You are viewing a plain text version of this content. The canonical link for it is here.
Posted to commits@tika.apache.org by ju...@apache.org on 2009/11/17 16:09:02 UTC

svn commit: r881320 - /lucene/tika/trunk/tika-app/src/main/java/org/apache/tika/cli/TikaCLI.java

Author: jukka
Date: Tue Nov 17 15:09:01 2009
New Revision: 881320

URL: http://svn.apache.org/viewvc?rev=881320&view=rev
Log:
TIKA-324: Tika CLI mangles utf-8 content in text (-t) mode (on Mac OS X)
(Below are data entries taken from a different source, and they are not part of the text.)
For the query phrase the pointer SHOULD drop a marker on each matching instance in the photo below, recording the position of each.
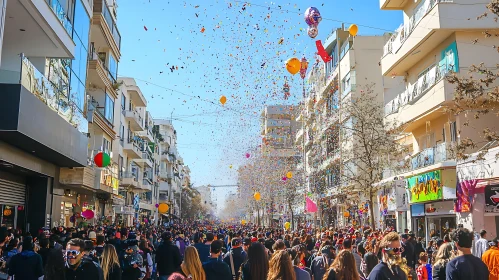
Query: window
(453, 131)
(123, 102)
(109, 108)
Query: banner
(426, 187)
(492, 199)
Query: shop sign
(425, 187)
(492, 199)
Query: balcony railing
(413, 92)
(403, 32)
(61, 15)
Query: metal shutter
(12, 193)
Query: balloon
(223, 99)
(293, 65)
(257, 196)
(163, 208)
(88, 214)
(102, 159)
(353, 29)
(312, 16)
(312, 31)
Use UTF-8 as the default encoding on Mac OS X. The Java platform encoding is still set to MacRoman even though most parts of OS X already use UTF-8.

Modified:
    lucene/tika/trunk/tika-app/src/main/java/org/apache/tika/cli/TikaCLI.java

Modified: lucene/tika/trunk/tika-app/src/main/java/org/apache/tika/cli/TikaCLI.java
URL: http://svn.apache.org/viewvc/lucene/tika/trunk/tika-app/src/main/java/org/apache/tika/cli/TikaCLI.java?rev=881320&r1=881319&r2=881320&view=diff
==============================================================================
--- lucene/tika/trunk/tika-app/src/main/java/org/apache/tika/cli/TikaCLI.java (original)
+++ lucene/tika/trunk/tika-app/src/main/java/org/apache/tika/cli/TikaCLI.java Tue Nov 17 15:09:01 2009
@@ -228,6 +228,10 @@
             throws UnsupportedEncodingException {
         if (encoding != null) {
             return new OutputStreamWriter(System.out, encoding);
+        } else if (System.getProperty("os.name")
+                .toLowerCase().startsWith("mac os x")) {
+            // TIKA-324: Override the default encoding on Mac OS X
+            return new OutputStreamWriter(System.out, "UTF-8");
         } else {
             return new OutputStreamWriter(System.out);
         }